It has been 30 long months (930 days to be exact) since ICSC last sponsored its Mid-Atlantic Deal Making Session at the Gaylord National Resort and Convention Center. So when more than 1000 retail real estate brokers, retailers, developers and vendors returned to the exhibit floor and meeting rooms for the 2022 session, a strong sense of optimism — with a small dose of uncertainty — filled the air.
The retail industry, especially the restaurant sector, was hit hard by COVID, with nearly 5,000 store closings in 2021 alone. Even the trade association itself was impacted, as it was rebranded last year to Innovating Commerce Serving Communities.
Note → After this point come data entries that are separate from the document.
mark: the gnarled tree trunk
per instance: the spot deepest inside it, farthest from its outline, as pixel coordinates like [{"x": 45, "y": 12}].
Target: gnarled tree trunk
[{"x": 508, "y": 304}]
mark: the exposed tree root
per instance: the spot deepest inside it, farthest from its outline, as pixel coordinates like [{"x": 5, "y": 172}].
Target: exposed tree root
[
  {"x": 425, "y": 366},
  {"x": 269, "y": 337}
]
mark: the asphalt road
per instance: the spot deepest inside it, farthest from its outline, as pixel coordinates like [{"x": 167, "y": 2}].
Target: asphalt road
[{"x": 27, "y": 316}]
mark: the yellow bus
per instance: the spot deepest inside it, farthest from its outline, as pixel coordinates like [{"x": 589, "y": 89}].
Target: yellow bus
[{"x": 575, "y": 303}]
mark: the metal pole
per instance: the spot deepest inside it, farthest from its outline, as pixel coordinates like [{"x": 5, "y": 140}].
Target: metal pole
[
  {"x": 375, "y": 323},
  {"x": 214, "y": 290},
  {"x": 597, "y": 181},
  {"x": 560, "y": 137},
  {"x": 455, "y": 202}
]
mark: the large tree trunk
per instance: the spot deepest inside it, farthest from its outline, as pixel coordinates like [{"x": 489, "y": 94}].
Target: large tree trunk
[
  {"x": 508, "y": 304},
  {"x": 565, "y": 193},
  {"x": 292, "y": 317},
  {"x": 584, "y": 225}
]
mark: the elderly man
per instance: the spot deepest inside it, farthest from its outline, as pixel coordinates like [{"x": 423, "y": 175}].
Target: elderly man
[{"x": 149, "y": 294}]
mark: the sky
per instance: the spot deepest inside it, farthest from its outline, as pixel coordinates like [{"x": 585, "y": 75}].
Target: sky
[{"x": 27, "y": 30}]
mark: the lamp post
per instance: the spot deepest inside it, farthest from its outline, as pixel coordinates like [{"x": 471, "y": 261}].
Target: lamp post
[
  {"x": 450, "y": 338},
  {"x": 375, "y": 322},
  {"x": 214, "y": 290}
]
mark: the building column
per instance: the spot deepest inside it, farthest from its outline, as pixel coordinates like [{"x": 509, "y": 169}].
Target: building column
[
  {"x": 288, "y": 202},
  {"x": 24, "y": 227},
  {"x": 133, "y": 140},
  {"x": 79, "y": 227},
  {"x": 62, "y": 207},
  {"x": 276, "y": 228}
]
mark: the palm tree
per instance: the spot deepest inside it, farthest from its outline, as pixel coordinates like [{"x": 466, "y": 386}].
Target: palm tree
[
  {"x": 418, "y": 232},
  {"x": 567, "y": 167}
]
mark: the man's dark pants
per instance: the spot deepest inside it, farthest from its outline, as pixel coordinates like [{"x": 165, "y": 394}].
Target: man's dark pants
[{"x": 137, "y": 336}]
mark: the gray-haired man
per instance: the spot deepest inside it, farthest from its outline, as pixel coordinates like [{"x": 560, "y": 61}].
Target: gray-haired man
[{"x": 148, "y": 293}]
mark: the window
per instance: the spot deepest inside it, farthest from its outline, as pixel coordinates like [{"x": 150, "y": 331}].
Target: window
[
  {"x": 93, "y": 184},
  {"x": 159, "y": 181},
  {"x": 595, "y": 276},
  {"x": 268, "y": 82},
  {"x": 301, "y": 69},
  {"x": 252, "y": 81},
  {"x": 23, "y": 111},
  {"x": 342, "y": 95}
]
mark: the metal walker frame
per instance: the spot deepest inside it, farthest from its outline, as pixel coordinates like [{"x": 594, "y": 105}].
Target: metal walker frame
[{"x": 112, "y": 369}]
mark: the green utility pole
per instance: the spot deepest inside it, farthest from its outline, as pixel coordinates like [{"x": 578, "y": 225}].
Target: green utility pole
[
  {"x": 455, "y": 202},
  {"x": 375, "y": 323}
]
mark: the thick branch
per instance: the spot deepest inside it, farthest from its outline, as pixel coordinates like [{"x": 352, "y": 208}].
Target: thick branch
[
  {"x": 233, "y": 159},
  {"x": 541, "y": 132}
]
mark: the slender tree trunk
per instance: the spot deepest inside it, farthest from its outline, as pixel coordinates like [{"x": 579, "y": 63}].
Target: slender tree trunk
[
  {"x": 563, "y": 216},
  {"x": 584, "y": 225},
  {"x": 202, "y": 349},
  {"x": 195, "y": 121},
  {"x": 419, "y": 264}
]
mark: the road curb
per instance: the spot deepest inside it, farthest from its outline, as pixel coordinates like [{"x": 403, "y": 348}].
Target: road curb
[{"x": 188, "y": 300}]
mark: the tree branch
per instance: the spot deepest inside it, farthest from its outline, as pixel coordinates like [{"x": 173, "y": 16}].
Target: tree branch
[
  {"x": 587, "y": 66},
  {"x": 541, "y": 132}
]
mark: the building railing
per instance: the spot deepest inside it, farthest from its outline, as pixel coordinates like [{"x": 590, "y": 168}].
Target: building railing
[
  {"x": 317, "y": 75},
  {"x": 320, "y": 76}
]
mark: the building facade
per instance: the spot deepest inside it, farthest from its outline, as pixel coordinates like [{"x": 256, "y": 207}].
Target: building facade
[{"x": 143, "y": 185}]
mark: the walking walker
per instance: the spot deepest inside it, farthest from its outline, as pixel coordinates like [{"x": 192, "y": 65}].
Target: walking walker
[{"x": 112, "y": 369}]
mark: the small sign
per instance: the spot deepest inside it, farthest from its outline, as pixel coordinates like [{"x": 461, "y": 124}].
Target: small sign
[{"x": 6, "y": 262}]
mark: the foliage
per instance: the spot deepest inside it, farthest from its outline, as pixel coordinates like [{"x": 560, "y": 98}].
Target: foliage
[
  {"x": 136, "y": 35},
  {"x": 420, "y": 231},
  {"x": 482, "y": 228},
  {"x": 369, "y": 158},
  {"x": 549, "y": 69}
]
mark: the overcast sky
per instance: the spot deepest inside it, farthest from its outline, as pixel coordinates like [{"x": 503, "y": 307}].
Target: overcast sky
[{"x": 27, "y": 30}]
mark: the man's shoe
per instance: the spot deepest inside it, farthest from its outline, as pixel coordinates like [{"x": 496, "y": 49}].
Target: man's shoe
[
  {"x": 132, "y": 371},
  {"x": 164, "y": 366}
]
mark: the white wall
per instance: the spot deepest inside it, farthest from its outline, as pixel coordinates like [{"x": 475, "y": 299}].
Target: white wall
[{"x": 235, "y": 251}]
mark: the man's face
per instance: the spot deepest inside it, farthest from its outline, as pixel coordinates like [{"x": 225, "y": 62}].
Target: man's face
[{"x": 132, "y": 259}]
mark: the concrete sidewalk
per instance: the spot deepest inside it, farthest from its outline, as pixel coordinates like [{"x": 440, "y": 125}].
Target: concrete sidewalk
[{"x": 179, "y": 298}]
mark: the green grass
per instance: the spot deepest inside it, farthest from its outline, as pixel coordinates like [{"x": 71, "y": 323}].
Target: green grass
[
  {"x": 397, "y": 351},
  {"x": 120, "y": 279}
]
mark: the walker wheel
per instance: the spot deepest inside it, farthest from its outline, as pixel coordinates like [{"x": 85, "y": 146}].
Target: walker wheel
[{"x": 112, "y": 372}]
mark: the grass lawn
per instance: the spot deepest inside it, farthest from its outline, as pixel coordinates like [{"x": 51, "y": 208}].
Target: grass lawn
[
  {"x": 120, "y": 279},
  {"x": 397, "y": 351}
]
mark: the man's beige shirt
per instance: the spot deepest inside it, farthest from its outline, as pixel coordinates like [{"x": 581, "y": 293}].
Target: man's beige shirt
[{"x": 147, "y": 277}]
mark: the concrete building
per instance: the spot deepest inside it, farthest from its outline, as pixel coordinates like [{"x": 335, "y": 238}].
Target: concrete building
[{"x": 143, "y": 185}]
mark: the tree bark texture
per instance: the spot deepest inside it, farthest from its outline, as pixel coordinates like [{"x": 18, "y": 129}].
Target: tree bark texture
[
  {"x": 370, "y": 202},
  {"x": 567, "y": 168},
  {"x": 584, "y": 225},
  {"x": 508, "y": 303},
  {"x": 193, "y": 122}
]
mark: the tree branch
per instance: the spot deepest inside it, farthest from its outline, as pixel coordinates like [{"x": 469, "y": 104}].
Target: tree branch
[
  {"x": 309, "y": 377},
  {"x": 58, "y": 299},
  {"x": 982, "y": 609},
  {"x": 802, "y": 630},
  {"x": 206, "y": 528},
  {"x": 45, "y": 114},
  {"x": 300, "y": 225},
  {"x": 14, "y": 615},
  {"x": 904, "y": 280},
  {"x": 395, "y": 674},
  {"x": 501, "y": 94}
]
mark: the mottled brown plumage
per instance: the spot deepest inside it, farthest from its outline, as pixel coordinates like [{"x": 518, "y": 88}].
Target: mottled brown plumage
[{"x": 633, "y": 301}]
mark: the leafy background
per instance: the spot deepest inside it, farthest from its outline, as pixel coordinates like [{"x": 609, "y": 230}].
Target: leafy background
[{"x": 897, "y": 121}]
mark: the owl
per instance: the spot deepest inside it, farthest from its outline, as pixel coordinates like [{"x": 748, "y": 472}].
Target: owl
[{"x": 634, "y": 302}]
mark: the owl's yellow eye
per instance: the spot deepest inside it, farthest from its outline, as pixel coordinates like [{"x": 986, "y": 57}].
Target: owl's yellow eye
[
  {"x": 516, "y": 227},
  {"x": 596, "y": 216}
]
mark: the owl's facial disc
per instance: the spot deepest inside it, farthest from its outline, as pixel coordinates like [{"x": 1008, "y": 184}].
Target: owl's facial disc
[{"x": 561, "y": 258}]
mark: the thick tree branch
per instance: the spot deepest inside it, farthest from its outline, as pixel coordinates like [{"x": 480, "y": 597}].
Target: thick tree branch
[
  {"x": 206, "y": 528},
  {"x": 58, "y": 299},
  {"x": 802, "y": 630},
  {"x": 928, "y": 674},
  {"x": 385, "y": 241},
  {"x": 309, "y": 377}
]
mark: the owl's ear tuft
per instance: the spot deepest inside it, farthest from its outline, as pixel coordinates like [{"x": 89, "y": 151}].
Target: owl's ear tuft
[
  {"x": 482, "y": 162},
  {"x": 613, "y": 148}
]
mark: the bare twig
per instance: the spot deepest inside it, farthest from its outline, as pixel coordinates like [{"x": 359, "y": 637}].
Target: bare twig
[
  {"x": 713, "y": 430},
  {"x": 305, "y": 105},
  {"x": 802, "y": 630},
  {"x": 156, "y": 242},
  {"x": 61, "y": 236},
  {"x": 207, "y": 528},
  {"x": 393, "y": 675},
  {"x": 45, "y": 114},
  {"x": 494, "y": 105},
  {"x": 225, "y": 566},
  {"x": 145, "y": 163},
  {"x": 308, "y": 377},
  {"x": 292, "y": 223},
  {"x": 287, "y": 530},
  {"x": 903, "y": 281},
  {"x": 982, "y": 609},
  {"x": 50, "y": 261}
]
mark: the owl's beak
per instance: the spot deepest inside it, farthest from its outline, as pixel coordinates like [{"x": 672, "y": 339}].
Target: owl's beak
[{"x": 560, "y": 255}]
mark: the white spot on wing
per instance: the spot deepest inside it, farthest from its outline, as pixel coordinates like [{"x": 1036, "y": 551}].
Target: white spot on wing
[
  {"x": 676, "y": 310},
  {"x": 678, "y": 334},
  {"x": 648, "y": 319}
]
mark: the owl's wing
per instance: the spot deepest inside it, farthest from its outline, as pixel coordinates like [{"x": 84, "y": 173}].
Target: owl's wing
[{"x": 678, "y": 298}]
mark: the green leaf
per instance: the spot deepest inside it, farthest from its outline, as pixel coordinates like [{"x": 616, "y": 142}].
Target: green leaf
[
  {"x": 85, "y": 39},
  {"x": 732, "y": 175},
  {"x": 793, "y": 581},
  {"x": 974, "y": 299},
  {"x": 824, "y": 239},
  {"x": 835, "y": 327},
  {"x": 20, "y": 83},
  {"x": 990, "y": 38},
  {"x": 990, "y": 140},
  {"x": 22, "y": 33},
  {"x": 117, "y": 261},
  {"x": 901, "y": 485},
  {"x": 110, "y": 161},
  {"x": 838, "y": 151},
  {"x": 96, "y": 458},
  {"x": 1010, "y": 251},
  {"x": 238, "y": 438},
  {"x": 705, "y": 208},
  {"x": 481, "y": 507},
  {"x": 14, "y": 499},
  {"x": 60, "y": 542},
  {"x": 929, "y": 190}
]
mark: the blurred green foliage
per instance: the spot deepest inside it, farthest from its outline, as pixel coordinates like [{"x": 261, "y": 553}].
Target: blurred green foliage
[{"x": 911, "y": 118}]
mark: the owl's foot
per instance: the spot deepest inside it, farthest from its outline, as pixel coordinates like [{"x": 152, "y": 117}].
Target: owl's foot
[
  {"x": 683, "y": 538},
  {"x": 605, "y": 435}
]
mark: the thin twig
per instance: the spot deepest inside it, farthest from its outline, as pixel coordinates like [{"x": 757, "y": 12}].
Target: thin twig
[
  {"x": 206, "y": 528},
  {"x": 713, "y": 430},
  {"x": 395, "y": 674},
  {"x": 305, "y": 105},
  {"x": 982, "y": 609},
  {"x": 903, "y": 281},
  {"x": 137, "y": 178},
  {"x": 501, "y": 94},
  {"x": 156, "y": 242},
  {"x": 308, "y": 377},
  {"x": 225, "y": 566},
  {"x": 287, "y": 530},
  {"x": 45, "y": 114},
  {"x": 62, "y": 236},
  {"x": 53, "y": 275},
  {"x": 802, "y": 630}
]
ICSC CEO Tom McGee provided encouraging data to a lunchtime audience that pointed to the steady rebound of the retail sector, while adding that the association did not charge membership dues during the pandemic because “it would not have been the correct thing to do.”
He suggested that “due to basic metrics and fundamentals, the industry is performing extremely well while admitting that “uncertain times lay ahead” due to economic and geo-political issues, which are both changing on the fly. Taking inflation into consideration, retail sales grew by 8.9% through July of this year, including 20% for all food and beverage sales. Occupancy among open-air shopping centers currently stands at 92.2% percent with malls still struggling a bit at 84.5% occupancy.
“Personal savings rose dramatically during the pandemic due to the influx of stimulus money and the fact that consumers had few options to spend money,” McGee stated. “The federal government injected more than $6 trillion into the economy during the pandemic and that money has to go somewhere and there is still a tremendous amount of capital out there. With apologies to Charles Dickens, we are currently living in the best of times and also the most uncertain of times but, with strong industry fundamentals including retail sales, everyone is hopeful about the future.”
Featured lunchtime speaker Brian Solis, a digital anthropologist and futurist, continued with the theme of optimism and uncertainty.
“During times of uncertainty, businesspeople tend to hunker down, protect what they have and become risk averse, and that’s OK,” Solis explained. “Everyone is yearning for normalcy in their professional and personal lives, but in actuality, things have changed too much over the past two years and that is an unrealistic expectation. People are generally feeling anxious, nervous and scared and times like these are a breeding ground for innovation.”
Calls to create experiential shopping
He explained that consumers have had a great deal of time for reflection over the past several years and have come to the realization that the allure of experiences is what drives them to retail venues and shopping centers. He said a visit to Bass Pro Shops, with its immersive environment that provides consumers the opportunity to test drive equipment, is the “Disneyland for outdoorsmen.” That’s why it is incumbent upon tenants and shopping centers to reimagine traditional spaces, as well as the transactions themselves. Solis encourages designers, when re-imaging spaces, to remake them in a way that “evokes an experience you want people to feel, remember and share.”
Experience is the anchor and space is the media, Solis said. Digital technology plays an integral role in executing this idea, Solis said, and brands such as Uber have contributed to the impatience of society. People want everything now, if not before. Retailers know that most people are never more than six feet from a communication device, so retailers such as Panera Bread and Best Buy have introduced apps that take advantage of this behavior change. For example, when consumers enter a Panera Bread, there are separate lines for people who are there to pick up their online order and for those who haven’t yet ordered.
Solis said that consumers are switching brands quickly and effortlessly and retailers need to adapt accordingly. He related that 90% of consumers are shopping differently in search of new brands and that 88%–up from 80% two years ago–say the store experience is just as important as the product or service itself.